O ex-presidente Jair Bolsonaro (PL) disse neste sábado (4) não ter pedido nem recebido qualquer tipo de presente em joias do governo da Arábia Saudita. Bolsonaro se refere a ele especificamente, ao negar envolvimento no caso.

Após um evento nos Estados Unidos neste sábado, ele afirmou que não providenciou a ida de integrantes da FAB (Força Aérea Brasileira) para tratar da liberação das joias nem abusou de sua autoridade no cargo.

"Eu agora estou sendo crucificado no Brasil por um presente que não recebi. Vi em alguns jornais de forma maldosa dizendo que eu tentei trazer joias ilegais para o Brasil.
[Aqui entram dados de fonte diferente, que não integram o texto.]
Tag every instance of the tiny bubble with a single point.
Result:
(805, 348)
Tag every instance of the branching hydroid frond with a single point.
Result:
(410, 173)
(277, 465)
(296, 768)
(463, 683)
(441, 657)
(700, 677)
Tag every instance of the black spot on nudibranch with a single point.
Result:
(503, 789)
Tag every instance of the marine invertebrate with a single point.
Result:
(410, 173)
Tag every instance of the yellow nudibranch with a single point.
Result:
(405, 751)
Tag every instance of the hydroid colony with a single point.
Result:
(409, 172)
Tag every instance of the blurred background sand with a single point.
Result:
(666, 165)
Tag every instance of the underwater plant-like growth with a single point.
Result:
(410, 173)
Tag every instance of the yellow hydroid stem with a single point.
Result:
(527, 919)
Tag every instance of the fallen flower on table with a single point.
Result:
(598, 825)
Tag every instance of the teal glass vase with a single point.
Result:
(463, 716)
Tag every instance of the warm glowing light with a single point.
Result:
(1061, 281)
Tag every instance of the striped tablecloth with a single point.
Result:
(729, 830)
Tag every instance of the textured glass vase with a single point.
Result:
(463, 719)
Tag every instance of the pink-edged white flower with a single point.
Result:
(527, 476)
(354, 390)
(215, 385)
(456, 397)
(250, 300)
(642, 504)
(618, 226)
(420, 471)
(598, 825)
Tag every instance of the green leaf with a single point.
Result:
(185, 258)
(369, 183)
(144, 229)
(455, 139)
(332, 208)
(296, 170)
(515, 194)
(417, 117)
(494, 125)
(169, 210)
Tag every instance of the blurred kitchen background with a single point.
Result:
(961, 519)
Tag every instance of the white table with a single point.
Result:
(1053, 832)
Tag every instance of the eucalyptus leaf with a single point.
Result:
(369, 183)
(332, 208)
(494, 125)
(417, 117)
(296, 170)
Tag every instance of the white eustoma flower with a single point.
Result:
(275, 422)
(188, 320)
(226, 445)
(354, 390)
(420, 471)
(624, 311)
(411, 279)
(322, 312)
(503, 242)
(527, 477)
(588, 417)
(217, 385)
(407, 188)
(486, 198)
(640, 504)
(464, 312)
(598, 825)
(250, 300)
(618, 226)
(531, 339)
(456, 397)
Não existe isso", afirmou.

O ex-presidente Jair Bolsonaro durante evento neste sábado (4) nos Estados Unidos - Roberto Schmidt/AFP

Ele acrescentou também: "Eu estava no Brasil quando esse presente foi ofertado lá nos Emirados Árabes [na verdade, foi na Arábia Saudita] para o ministro das Minas e Energia. O assessor dele trouxe em um avião de carreira e ficou na alfândega, eu não fiquei sabendo".

Segundo Bolsonaro, dois ou três dias depois, a Presidência notificou a alfândega de que as peças deveriam ir para um acervo. "Até aí tudo bem, nada de mais, poderia, no meu entender, a alfândega ter entregue. Iria para o acervo, seria entregue à primeira-dama. E o que diz a legislação? Ela poderia usar, não poderia desfazer-se daqui. Só isso, mais nada."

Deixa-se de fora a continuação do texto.